Ce pouvoir éclaté n'empêche pas l'existence d'une communauté musulmane, sur son territoire (mamlakat al-lslâm) et autour du symbole que constitue le califat : cette réalité, ce sentiment communautaire, nous aurons l'occasion de les revivre, dans les faits et à l'image de nos géographes, jour après jour, étape après étape. Mais ce n'est plus, déjà, sans inquiétude. La théorie politique dont ils héritaient posait, d'entrée de jeu, la difficulté de tout pouvoir humain à se survivre ; théorie que même la grandeur du califat abbasside à ses débuts n'avait pas remise en cause, pire : qui trouvait un regain d'actualité aux temps troublés d'Ibn Hawqal et de MuqaddasT. Commençons par les débuts, et revenons à cette théorie, dont nous ne pouvons nous passer ici. Qudâma la fonde sur le principe de l'unicité du pouvoir : il en doit être d'une société humaine comme du monde en général, pour le gouvernement duquel Dieu n'a pas d'associé. Le monarque est donc, par définition, un homme à part, dont l'autorité, appuyée à la religion, doit se fonder sur la justice et non sur la contrainte, sur une élite et non sur les masses. Ces prémisses une fois posées, les mécanismes sociaux peuvent jouer librement : l'homme, créature limitée, mortelle, mais intelligente, utilisera ses dons à inventer ou perfectionner, afin de répondre de mieux en mieux à ces obligations qui s'appellent manger, se vêtir, s'abriter, gagner sa vie.
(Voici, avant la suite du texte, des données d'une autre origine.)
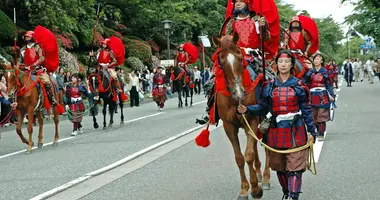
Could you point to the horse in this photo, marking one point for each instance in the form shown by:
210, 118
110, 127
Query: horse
22, 88
101, 87
231, 63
De la diversité de ces réponses naîtront les mille activités de l'agriculture et de l'artisanat, elles-mêmes génératrices des villes, des arts, du commerce et de la monnaie 59. Construction parfaite, et naturellement irréelle. Mas'ûdl 60 cherche les raisons du doute dans l'histoire et les traditions des peuples. La sagesse voudrait que l'on écoutât « les morts parlant au nom des morts », mais ce principe salutaire pratiqué, semble-t-il, par le seul Iran, est bien l'exception qui confirme la règle : « Les Persans [...] éprouvent un respect religieux pour leur passé, qui leur fournit non seulement matière à discourir, mais encore une règle de conduite pratique, tandis que les autres peuples, du fait des

59. Q U D , M 132, 133, 145, 149, 176, 177 et, plus généralement, le livre VIII de son œuvre. 60. MAS (p), §562, 989-990.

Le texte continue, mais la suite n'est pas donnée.